2020年9月8日 商慣習見直しに取り組む事業者の募集 ~10月30日「全国一斉商慣習見直しの日」に向けて~

農林水産省では、現在、食品関連事業者における食品ロス削減の取組を推進するため、商慣習見直しの取組を実施する事業者を募集している。期間は9月25日までで、応募のあった事業者名は10月30日の「全国一斉商慣習見直しの日」に公表される。

 

商慣習の見直しを推進

農林水産省では、食品ロスを削減するため、補助事業で製造業・卸売業・小売業の話合いの場となる「食品ロス削減のための商慣習検討ワーキングチーム」の設置を支援し、「納品期限の緩和」、「賞味期限表示の大括り化」など、商慣習の見直しを推進している。

納品期限の緩和

賞味期間の3分の1以内で小売店舗に納品する慣例である、いわゆる「3分の1ルール」がある。このルールの下では、賞味期間の3分の1以内で納品できなかったものは、賞味期限まで多くの日数を残すにも関わらず、行き場がなくなり廃棄となる可能性がある。このため、厳しい納品期限を緩和することで、食品ロスの削減につながることが期待される。

賞味期限表示の大括り化

多くの商品の賞味期限表示は、年月日で表示されている。一方、小売業者の在庫商品よりも賞味期限が前であることが理由で、商品を納品できないことがあり、これにより納品できなかった商品は廃棄の可能性が高まる。このため、賞味期限を年月や日まとめ(年月日表示のまま、日の表示を例えば10日単位で統一)にするなど、大括り化して表示することで、在庫商品と納品する商品の賞味期限が同一となり、食品ロスの削減につながることが期待される。

 

ワーキングチームの取組

農林水産省では、食品ロス削減をフードチェーン全体で解決する必要があることから、平成24年度に「食品ロス削減のための商慣習検討ワーキングチーム」を設立し、有識者を交えた検討会や実証実験の結果を基に、納品期限を緩和しても小売店舗で廃棄増加等のリスクが少ない品目として、推奨3品目(飲料、賞味期間180日以上の菓子、カップ麺)の設定等を行うことにより、商慣習の見直しを推進してきた。

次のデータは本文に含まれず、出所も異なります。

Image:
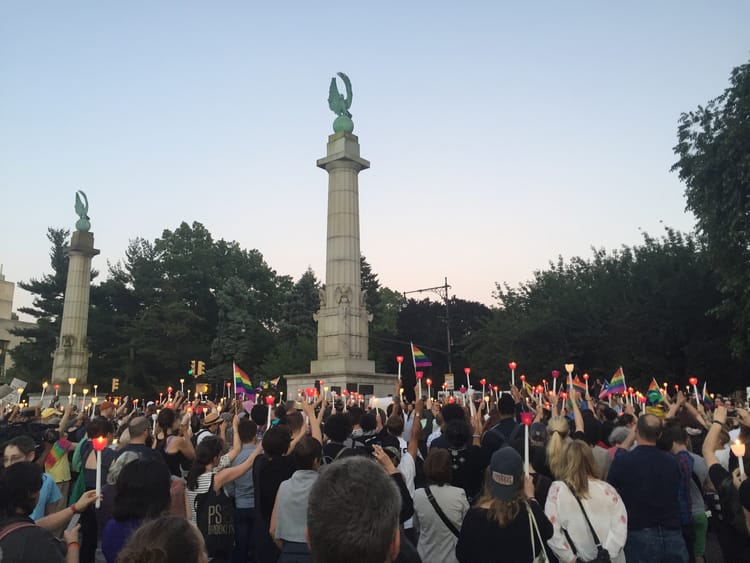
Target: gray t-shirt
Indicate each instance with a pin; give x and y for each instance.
(436, 541)
(291, 506)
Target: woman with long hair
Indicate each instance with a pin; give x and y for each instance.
(436, 542)
(142, 493)
(579, 489)
(20, 538)
(167, 539)
(209, 467)
(506, 514)
(558, 430)
(174, 440)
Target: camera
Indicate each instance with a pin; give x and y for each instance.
(50, 435)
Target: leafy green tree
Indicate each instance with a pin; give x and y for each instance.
(33, 358)
(714, 163)
(642, 307)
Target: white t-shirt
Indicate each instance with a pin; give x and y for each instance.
(408, 470)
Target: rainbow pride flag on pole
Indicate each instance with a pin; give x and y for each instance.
(419, 357)
(579, 386)
(617, 383)
(242, 383)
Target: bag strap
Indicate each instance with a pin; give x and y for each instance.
(13, 527)
(440, 512)
(586, 516)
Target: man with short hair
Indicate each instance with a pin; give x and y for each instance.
(505, 431)
(365, 531)
(243, 491)
(648, 480)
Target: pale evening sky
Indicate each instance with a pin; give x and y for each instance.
(500, 135)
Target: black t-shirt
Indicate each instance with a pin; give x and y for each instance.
(268, 474)
(735, 545)
(481, 540)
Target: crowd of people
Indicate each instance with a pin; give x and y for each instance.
(514, 477)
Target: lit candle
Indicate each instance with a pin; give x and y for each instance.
(526, 419)
(270, 402)
(100, 442)
(71, 381)
(569, 368)
(738, 449)
(694, 382)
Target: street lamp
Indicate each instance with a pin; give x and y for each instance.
(72, 381)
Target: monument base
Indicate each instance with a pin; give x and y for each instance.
(365, 383)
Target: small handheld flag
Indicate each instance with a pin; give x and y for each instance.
(242, 383)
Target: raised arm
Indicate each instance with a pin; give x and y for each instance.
(231, 473)
(712, 438)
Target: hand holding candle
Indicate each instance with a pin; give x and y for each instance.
(738, 449)
(527, 418)
(99, 443)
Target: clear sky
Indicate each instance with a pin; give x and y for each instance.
(501, 135)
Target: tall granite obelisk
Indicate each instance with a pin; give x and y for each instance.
(71, 358)
(343, 317)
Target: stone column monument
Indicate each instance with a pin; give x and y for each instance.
(343, 317)
(71, 358)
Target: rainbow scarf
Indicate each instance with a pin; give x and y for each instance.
(56, 453)
(242, 383)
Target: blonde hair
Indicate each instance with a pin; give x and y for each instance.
(578, 468)
(558, 430)
(502, 512)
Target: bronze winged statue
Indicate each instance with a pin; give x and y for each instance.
(336, 101)
(82, 210)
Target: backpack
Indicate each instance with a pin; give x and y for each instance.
(506, 440)
(343, 452)
(214, 515)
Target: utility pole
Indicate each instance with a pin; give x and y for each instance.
(442, 291)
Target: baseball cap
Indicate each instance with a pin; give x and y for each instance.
(48, 412)
(506, 473)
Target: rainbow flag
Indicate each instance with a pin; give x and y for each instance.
(617, 383)
(419, 357)
(604, 393)
(653, 394)
(242, 383)
(579, 386)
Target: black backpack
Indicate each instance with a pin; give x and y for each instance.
(214, 515)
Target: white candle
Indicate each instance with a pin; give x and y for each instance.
(738, 449)
(98, 478)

また、このワーキングチームの事務局である(公財)流通経済研究所が実施した商慣習の見直しに取り組む事業者の調査では、令和2年3月時点で、納品期限の緩和を行っている企業が108社(うち公表可能企業100社)、賞味期限表示の大括り化を行っている企業が120社(同69社)となっている。大手企業を中心に一定程度の取組が進んでいることが明らかになったが、地方や中堅・中小規模の企業における取組の拡大も必要となっている。

 

食品製造業者、小売業者における商慣習の見直しを後押し

昨年制定された食品ロス削減推進法により、10月が「食品ロス削減月間」、10月30日が「食品ロス削減の日」とされた。この機会を捉え、今年10月30日は「全国一斉商慣習見直しの日」とされている。

また、食品ロスの削減を図るためには、各地域でできる限り多くの事業者が一斉に商慣習の見直しに取り組むことが効果的である。このため、食品製造業者、小売業者における商慣習の見直しを後押しするため、取組を行う事業者を募集し、「全国一斉商慣習見直しの日」に公表するとしている。

具体的には、推奨3品目の納品期限の緩和に現在取り組んでいる、または取り組む予定の食品小売業者、推奨3品目の賞味期限表示の大括り化に現在取り組んでいる、または取り組む予定の食品製造業者を募集している。

応募締切は9月25日まで。その後、10月30日に農林水産省ホームページ上に事業者名が一覧で公表される予定だ。

 

食品小売業を対象としたセミナー&意見交換会を開催

10月30日の「全国一斉商慣習見直しの日」に向け、9月3日に東京会場、9月10日に岡山会場にて食品小売業対象のセミナー&意見交換会が開催される。

この取組は、小売業における食品ロス削減への機運を高めることを目的としたもの。

企業のSDGsへの取組や食品ロス削減への注目が高まっている中、セミナーでは小売業での食品ロス削減について情報共有し、今後の方策を考えるとしている。

また、実務家講師として、セブン&アイグループ(イトーヨーカ堂、ヨークマート、ヨークベニマルなど)とマルミヤストアの担当者が、販売・調達両面の食品ロス削減、食品ロス対策としての納品期限緩和、SDGs貢献に向けたアクション等について報告する予定だ。

さらに、農林水産省の担当者が、今年3月に策定された「食品ロス削減推進基本方針」など、小売業の食品ロス削減に関わる政府方針や直近のトピックスを説明するとしている。

その後、来場者を交えた意見交換を行い、コロナ禍の影響などを踏まえつつ、これからの方策を考えるとしている。